Stadium 2 dan Stadium 3
Untuk kanker yang terletak di kolon, dokter akan menjalankan reseksi kolon disertai
anastomosis. Selain itu, dokter juga bisa memberikan obat kemoterapi. Sedangkan pada
kanker yang terletak di rektum, ada beberapa pilihan pengobatan yang dapat dilakukan, yaitu
dengan mengombinasikan reseksi dengan kemoterapi dan radioterapi, disertai pemantauan
aktif pada kondisi pasien.
Stadium 4
Pada kanker kolon stadium 4, atau kanker yang kembali kambuh setelah diobati, beberapa
pilihan pengobatan yang dapat dilakukan adalah sebagai berikut:

 Reseksi dengan atau tanpa disertai anastomosis.
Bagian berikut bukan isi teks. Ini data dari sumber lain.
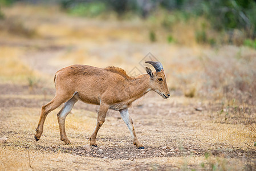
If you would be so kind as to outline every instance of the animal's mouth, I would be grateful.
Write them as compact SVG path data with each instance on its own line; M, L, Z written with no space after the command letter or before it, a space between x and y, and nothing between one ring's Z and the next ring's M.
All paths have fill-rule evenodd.
M165 96L164 94L162 94L165 97L165 99L168 99L169 97L167 97L166 96Z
 Radioterapi yang bisa dikombinasikan dengan kemoterapi, untuk meredakan gejala
yang dialami pasien.
 Kemoterapi untuk mengendalikan pertumbuhan tumor, dengan atau tanpa terapi target
(penghambat angiogenesis atau antibodi monoklonal).
 Pada pasien yang sebagian anusnya terhalang tumor, dokter akan memasang stent
untuk membantu rektum tetap terbuka.

Untuk kasus kanker kolorektal yang sudah menyebar ke hati, paru, atau indung telur,
dokter dapat menjalankan prosedur bedah pengangkatan, tergantung pada kondisi pasien.
Untuk kasus kanker yang sudah menyebar hingga ke hati, bisa dilakukan bedah yang
dikombinasikan dengan kemoterapi sebelum atau setelah bedah.
Pilihan pengobatan lain adalah kemoembolisasi, yaitu pemberian kemoterapi langsung
melalui pembuluh darah arteri yang menuju tumor untuk menghambat pasokan darah ke sel
tumor. Sedangkan pada pasien kanker kolon yang tidak bisa menjalani bedah, dokter akan
menjalankan ablasi radiofrekuensi atau cryosurgery.

Referensi:
1. Kuipers, et al. (2015). Colorectal Cancer. Nature Reviews Disease Primers,
doi:10.1038/nrdp.2015.65.
2. Marley, AR. Nan, H. (2016). Epidemiology of Colorectal Cancer. International
Journal of Molecular Epidemiology and Genetics, 7(3), pp. 105-114.
3. American Cancer Society (2018). Colorectal Cancer.
4. US Department of Human and Health Services. CDC (2018). Colorectal (Colon)
Cancer.
5. NIH (2018). MedlinePlus. Colorectal Cancer.
6. NIH (2018). National Cancer Institute. Colon Cancer.
7. NIH (2018). National Cancer Institute. Rectal Cancer.
8. Mayo Clinic (2018). Diseases and Conditions. Colon Cancer.